What Makes Gene Run?

They say the '76 campaign was the campaign of symbols. Carter, of course, was (and is) the master of the
By Roger M. Klein

They say the '76 campaign was the campaign of symbols. Carter, of course, was (and is) the master of the that game, as the folks out in Clinton, Mass. must realize by now. Carter people griped that the press refused to treat the campaign on any but a symbolic level--hence the long, analytical pieces on Miss Lillian's fish pond and brother Billy's proclivity for Budweiser. But Carter himself has a good flair for showmanship, and he exploited the public attention to imagery for all it was worthy--the solar heated (supposedly) inaugural podium is one example. Nor was Carter alone in his attention to symbols. Jerry Brown promised early in his campaign to remove, if elected, all of the presidential portraits in every federal office in Washington, a promise that undoubtedly would have cost more in labor than it would have saved.
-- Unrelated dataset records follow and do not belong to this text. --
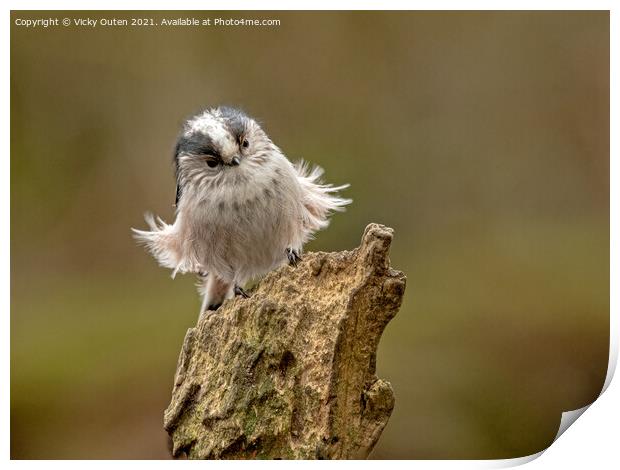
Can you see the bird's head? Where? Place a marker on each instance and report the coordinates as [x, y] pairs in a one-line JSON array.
[[216, 143]]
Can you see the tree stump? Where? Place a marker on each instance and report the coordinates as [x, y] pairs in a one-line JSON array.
[[290, 372]]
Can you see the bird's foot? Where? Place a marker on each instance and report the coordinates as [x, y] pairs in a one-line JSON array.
[[293, 256], [239, 291]]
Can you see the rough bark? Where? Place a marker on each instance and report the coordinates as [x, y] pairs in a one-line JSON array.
[[290, 372]]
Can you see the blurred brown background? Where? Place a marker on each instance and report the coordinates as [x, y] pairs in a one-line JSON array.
[[481, 138]]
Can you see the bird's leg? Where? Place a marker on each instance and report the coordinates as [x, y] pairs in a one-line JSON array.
[[214, 291], [293, 256], [239, 291]]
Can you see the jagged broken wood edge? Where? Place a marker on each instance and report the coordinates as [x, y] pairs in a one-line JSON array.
[[290, 372]]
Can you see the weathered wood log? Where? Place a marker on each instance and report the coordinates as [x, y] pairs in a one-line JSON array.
[[290, 372]]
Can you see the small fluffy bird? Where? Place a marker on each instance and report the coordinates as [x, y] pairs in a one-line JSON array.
[[242, 208]]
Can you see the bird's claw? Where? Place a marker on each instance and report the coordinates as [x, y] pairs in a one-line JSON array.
[[293, 256], [239, 291]]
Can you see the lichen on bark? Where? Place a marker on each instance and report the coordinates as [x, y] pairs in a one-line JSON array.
[[290, 372]]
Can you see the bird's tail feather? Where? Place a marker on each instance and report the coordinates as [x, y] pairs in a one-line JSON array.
[[319, 199], [161, 241]]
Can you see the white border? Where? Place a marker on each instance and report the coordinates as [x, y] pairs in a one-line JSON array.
[[592, 442]]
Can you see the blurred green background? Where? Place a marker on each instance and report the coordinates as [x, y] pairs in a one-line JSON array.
[[481, 138]]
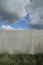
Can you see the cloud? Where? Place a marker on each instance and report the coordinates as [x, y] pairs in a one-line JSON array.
[[8, 27], [36, 12], [3, 27], [11, 11]]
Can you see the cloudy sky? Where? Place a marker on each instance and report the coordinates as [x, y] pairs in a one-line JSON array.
[[21, 14]]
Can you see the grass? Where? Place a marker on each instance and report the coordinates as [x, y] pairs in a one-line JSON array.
[[21, 59]]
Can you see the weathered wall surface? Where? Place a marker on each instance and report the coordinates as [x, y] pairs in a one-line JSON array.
[[21, 41]]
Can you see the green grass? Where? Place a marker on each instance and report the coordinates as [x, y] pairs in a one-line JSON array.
[[21, 59]]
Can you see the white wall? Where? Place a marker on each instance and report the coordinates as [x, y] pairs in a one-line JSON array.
[[21, 41]]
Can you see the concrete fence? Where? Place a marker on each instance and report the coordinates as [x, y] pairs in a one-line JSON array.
[[21, 41]]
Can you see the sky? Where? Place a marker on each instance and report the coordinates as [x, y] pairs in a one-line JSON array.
[[21, 14]]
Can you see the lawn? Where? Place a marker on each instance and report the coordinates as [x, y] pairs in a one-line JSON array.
[[21, 59]]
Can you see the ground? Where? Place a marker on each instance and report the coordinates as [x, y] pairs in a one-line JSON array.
[[21, 59]]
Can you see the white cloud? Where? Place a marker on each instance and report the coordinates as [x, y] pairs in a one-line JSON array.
[[3, 27], [13, 10], [36, 10]]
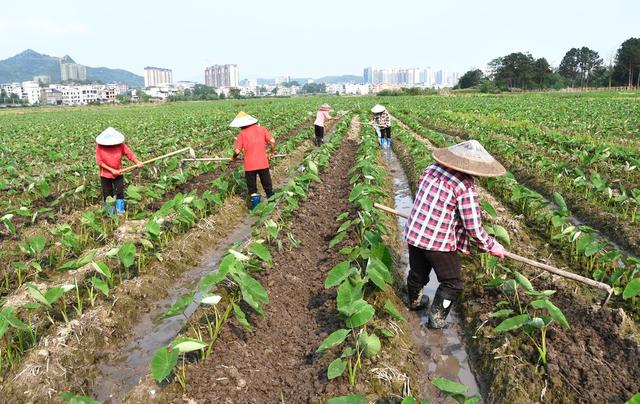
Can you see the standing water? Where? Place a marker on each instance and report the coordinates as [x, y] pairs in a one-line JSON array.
[[441, 352], [123, 371]]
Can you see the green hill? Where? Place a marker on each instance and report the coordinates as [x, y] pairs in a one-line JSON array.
[[25, 65]]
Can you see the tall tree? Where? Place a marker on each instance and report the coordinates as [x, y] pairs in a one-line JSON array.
[[470, 79], [628, 58]]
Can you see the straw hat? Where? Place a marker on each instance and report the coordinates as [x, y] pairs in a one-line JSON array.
[[242, 119], [378, 109], [110, 137], [471, 158]]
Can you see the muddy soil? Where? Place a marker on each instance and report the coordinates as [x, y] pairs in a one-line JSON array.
[[278, 361]]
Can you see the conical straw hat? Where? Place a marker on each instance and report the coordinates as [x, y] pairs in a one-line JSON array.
[[242, 119], [110, 137], [378, 109], [471, 158]]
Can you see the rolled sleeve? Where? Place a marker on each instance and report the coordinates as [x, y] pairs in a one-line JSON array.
[[469, 211]]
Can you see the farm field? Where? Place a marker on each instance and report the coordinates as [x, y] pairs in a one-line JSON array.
[[191, 297]]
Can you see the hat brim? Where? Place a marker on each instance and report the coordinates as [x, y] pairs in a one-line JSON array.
[[242, 122], [468, 166], [112, 140]]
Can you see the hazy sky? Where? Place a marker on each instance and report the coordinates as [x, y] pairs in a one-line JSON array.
[[311, 38]]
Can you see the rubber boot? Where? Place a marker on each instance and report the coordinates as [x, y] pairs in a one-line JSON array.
[[108, 209], [120, 206], [255, 200], [416, 299], [439, 310]]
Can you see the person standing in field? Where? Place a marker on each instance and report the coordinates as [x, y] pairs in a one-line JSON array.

But the symbol par excellence of last fall's battle was Gene McCarthy, whose campaign began and ended as no more than a symbol. Perhaps Gene thought he could win. Perhaps he really thought, as his campaign manager once predicted, that he could win the big urban states and so take the electoral vote without the popular. Perhaps he really believed he could win states like Illionois without winning a single Congressional district--by running a very strong second to Daley-backed Carter in Chicago and then running an equally strong second to Ford in rural Illinois.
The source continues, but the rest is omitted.